Yes, I can come up with $400 - seems like it happens every week, too.

Just this weekend to go to out of town wedding by car cost us $1400ish not including dress I bought awhile back and new suit for H (which he needed anyway.) Boarding the dogs for 3 nights plus grooming was $400.

Happy to see my least affluent kid pay an unexpected car repair bill of $600. Yippee!!!

garland: I am so very sorry.

Thanks for all the kind wishes. Even in an early loss like this one was, it is astounding how much expense there can be, because of untypical complications.

I’m sorry for your loss, garland and family.

I’m surprised no one has started a thread on this already, but it IS really recent. Here’s an article about the disappearing wealth of the middle class, in that nearly half of Americans would have trouble finding $400 for an emergency.

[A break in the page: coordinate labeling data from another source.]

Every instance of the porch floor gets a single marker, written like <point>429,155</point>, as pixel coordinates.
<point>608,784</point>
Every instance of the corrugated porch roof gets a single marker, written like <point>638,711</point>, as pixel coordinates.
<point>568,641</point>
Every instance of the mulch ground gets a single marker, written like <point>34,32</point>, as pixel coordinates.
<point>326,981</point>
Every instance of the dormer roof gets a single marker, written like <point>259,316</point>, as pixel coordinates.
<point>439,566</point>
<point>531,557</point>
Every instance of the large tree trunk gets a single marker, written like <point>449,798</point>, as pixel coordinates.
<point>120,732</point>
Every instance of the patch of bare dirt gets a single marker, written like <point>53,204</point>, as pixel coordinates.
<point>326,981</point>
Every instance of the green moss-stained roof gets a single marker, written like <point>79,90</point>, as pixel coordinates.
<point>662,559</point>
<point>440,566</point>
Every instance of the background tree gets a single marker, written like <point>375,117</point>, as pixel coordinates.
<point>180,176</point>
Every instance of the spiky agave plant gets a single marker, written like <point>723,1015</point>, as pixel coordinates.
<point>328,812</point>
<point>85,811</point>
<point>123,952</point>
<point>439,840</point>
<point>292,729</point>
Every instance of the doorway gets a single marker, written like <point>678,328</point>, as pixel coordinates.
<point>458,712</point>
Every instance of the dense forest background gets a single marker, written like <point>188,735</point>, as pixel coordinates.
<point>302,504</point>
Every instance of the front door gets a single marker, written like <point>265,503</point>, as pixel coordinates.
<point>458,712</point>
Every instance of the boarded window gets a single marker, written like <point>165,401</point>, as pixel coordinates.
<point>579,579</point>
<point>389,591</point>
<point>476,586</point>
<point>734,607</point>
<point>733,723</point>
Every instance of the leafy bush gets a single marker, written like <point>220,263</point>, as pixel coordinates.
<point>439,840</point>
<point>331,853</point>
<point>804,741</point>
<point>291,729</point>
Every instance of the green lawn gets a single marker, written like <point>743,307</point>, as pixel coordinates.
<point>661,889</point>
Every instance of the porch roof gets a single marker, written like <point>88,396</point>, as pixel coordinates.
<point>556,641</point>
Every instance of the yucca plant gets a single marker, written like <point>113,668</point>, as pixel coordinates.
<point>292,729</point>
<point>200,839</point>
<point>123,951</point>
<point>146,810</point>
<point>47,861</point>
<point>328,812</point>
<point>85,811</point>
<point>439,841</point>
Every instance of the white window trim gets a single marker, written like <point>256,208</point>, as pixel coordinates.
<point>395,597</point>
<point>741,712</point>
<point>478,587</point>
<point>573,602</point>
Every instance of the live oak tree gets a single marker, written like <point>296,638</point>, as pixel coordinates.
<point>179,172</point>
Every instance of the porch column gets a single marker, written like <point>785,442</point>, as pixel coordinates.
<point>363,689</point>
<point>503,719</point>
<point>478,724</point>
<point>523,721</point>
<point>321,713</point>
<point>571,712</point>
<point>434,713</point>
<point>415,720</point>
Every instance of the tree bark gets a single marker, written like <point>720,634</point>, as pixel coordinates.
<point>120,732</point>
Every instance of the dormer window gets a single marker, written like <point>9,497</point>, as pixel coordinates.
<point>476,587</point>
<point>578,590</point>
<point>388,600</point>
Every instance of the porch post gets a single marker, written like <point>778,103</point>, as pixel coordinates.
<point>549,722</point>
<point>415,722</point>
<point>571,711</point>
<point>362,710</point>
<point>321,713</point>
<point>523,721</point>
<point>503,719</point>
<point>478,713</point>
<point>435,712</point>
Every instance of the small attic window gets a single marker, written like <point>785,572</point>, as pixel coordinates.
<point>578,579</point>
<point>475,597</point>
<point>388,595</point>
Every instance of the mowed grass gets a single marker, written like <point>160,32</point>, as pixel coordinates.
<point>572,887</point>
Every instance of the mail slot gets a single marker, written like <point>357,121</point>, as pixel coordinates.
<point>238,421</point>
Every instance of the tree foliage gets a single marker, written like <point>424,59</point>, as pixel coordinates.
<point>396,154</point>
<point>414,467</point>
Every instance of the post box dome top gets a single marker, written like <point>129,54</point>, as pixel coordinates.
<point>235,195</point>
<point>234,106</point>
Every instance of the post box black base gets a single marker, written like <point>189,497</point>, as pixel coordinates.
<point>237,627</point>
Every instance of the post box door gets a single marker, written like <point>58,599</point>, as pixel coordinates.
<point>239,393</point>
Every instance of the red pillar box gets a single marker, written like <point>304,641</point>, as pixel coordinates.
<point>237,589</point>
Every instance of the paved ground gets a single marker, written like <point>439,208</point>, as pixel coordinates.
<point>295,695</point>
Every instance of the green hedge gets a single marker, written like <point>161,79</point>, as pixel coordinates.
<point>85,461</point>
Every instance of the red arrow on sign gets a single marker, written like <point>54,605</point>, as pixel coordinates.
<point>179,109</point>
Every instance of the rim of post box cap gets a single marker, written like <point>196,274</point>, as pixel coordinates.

The author is a well-educated and relatively successful writer:

http://www.theatlantic.com/magazine/archive/2016/05/my-secret-shame/476415/#article-comments

I found it interesting and a little scary. I hope the thread doesn’t devolve into righteous indignation about some of his poor financial choices and/or one of those holier-than-thou “this is how I scrimp and save” conversations…but have at it.

From the article:

Always good to have an emergency fund. We should pay ourselves first.

*Two threads that were sparked by the same article were merged, per our usual policy of trying to have one thread per topic. Some members think that the second thread had a different tone to it, a somewhat different focus. So let me point out that there was a fairly clean break of a few days between the last post to the first thread and the start of the second thread.

The OP for the second thread is now the OP (post 0 if you will) because I chose to use that title. The original OP for the first thread is now post #1, and everything is sequential by date after that. So because of the clean break, the first thread is posts #1-936, and the second thread is the OP and then posts #937 onward. So everybody gets their wish :slight_smile: *

I should add that because of the merging, any post # references in comments #937 on will be incorrect.

wow, thanks for explaining. I thought I’d lost my mind! LOL.

^^ Seriously! :slight_smile:

No wonder this seemed familiar!

had to cough up $2400 today for a new well pump.
it happens.

I wondered how I’d missed 900 posts in just one day!

You got off cheaper than me, @VaBluebird, if it makes you feel better. Had a similar situation a few months ago (pump, cables, tank, the whole shebang). Not a fun way to spend money but a necessity.